Non-relativistic conformal symmetries and Newton-Cartan structures

TL;DR

This paper classifies the conformal symmetries of non-relativistic Newton-Cartan spacetime, revealing a family of infinite-dimensional Lie algebras parameterized by a rational dynamical exponent, with applications to various physical systems.

Contribution

It provides a unifying classification of non-relativistic conformal symmetries using Newton-Cartan structures and introduces a family of infinite-dimensional Lie algebras labeled by a rational dynamical exponent.

Findings

Lie algebras form a family labeled by a rational dynamical exponent z

Schr"odinger-Virasoro algebra corresponds to z=2

Symmetries apply to classical particles, hydrodynamics, and Galilean electromagnetism

Abstract

This article provides us with a unifying classification of the conformal infinitesimal symmetries of non-relativistic Newton-Cartan spacetime. The Lie algebras of non-relativistic conformal transformations are introduced via the Galilei structure.
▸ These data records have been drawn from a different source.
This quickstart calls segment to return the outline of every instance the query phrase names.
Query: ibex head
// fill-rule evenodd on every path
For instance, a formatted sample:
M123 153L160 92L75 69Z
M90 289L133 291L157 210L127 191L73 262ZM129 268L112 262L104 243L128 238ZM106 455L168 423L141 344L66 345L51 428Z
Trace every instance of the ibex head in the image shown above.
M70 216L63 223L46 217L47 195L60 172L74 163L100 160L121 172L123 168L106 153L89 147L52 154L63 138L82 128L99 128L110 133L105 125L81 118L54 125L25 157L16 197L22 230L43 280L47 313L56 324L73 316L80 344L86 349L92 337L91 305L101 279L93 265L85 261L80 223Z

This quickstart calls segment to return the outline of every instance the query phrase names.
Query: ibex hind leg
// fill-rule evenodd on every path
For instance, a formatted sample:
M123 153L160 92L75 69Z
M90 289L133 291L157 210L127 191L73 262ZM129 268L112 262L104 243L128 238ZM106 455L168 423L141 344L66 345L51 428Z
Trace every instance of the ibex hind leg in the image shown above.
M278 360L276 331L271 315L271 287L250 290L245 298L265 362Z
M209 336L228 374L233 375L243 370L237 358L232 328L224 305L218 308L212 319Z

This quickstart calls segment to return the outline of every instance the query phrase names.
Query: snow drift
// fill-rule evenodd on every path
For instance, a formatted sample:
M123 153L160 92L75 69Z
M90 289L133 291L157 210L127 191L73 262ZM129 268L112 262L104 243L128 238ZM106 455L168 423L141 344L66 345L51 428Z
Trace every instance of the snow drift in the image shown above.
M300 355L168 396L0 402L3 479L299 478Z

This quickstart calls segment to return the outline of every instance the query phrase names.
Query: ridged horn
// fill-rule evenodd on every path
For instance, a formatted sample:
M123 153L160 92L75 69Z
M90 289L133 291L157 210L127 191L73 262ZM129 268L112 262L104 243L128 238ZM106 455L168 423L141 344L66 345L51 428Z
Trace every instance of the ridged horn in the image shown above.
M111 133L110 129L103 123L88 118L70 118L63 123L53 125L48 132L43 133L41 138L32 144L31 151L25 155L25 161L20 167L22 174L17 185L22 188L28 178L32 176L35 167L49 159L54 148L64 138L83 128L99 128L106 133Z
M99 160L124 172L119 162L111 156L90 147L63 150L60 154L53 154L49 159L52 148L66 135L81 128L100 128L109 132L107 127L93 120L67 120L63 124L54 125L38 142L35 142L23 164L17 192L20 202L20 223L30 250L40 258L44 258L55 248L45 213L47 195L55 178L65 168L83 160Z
They form a family of infinite-dimensional Lie algebras labeled by a rational "dynamical exponent", $z$. The Schr\"odinger-Virasoro algebra of Henkel et al. corresponds to $z=2$. Viewed as projective Newton-Cartan symmetries, they yield, for timelike geodesics, the usual Schr\"odinger Lie algebra, for which z=2. For lightlike geodesics, they yield, in turn, the Conformal Galilean Algebra (CGA) and Lukierski, Stichel and Zakrzewski [alias "$\alt$" of Henkel], with $z=1$. Physical systems realizing these symmetries include, e.g., classical systems of massive, and massless non-relativistic particles, and also hydrodynamics, as well as Galilean electromagnetism.